Another brick in the wall!

A bit personal this time – if I may…Since four years ago, I decided to try to be a fulltime wildlife photographer. A bold and risky thing to do you might say.  Most of the people I meet think it is virtually impossible to make a living from it, and some of them even discourage me to go further with the idea.

I have always had a reputation of being stubborn, and I always have felt an urge to do things my own way. This might not always be a good thing, but through the years it has certainly helped me to gain self confidence as the number of victories increased. Growing up with a huge fascination for nature, and birds in particular, I’ve spent countless days outside and this has slowly shaped me as a person. Money has never taken a big part of my mind. Being able to have the freedom to go where I want, whenever I want  and at the same time do what makes me smile every single day is worth more than what any money can buy.

However, I will be the first to admit that taking a career move into wildlife photography is not an easy thing to do. When I did the step, I knew it would take many years to build up the business. I needed to build it piece by piece and brick by brick, and work hard every single day to achieve my dream. Every time an article or one of my images is published in a magazine, it is a small victory helping me to believe in my dream. Last year (2010), I had my first exhibition and won a first prize in the world’s most prestigeous photography competition (Veolia WPY). This year has kicked off with my very first National Geographic article (Nordic version, 2/2011). A magazine that only a few years ago seemed impossible to have on the client list. To be published in it, only excisted in the deepest dreams of mine. National Geographic is arguably the most prestigeous magazine to be published in among nature photographers. I am happy to see that my business seems to improve every year.

I still have some distance to cover before I can call myself a full time wildlife photographer. But I have always believed that if one wants anything strong enough, one will achieve it in the end as long as you work hard for it and keep focused. At the moment, I live in a mixture of being a photographer and a fieldbiologist who designs and runs field studies for scientists. I will continue to build my business brick by brick, and the National Geographic article which is on sale now, I consider to be an especially important brick in my wall. To be a full time wildlife photographer is still my dream, and I’ve always believed that dreams are there to be realized - isn’t it?

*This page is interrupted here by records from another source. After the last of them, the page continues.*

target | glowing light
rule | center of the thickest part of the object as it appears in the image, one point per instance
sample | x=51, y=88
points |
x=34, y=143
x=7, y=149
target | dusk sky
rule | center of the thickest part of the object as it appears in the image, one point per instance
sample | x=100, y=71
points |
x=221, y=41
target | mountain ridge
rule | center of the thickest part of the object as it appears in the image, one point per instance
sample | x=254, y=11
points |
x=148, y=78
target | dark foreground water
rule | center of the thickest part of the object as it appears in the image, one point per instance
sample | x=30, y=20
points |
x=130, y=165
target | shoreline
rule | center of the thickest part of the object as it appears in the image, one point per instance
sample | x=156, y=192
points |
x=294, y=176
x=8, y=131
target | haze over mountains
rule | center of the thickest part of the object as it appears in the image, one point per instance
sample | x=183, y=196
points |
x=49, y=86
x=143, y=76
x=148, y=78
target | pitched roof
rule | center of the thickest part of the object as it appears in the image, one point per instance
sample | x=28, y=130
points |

Online version of the National Geographic article can be read here

This "snowy eagle" was photographed about two weeks ago from the hide to Smøla Naturopplevelser. Experiences like this make chasing my dream well worth every minute of the effort!



  1. Completely agree with the last line (and with the rest of the post for that matter). I've got the same dream I think... Just hesitating to take the big step.... You never doubt whether it was a good one?

  2. Can't say that I've doubted my decision really. Of course I did put up an account of pros and cons before my final decision were made. However, it is hard work, and things doesn't come for free in this world either. To be able to do what one love every day (almost at least, since selling images means time needed in front of the computer and not being outside chasing great nature experiences all the time), is however well worth the effort. To be able to sell the images, it also push you as a photographer to be creative in the field and improve yourself - that is definitely a positive consequense of it all!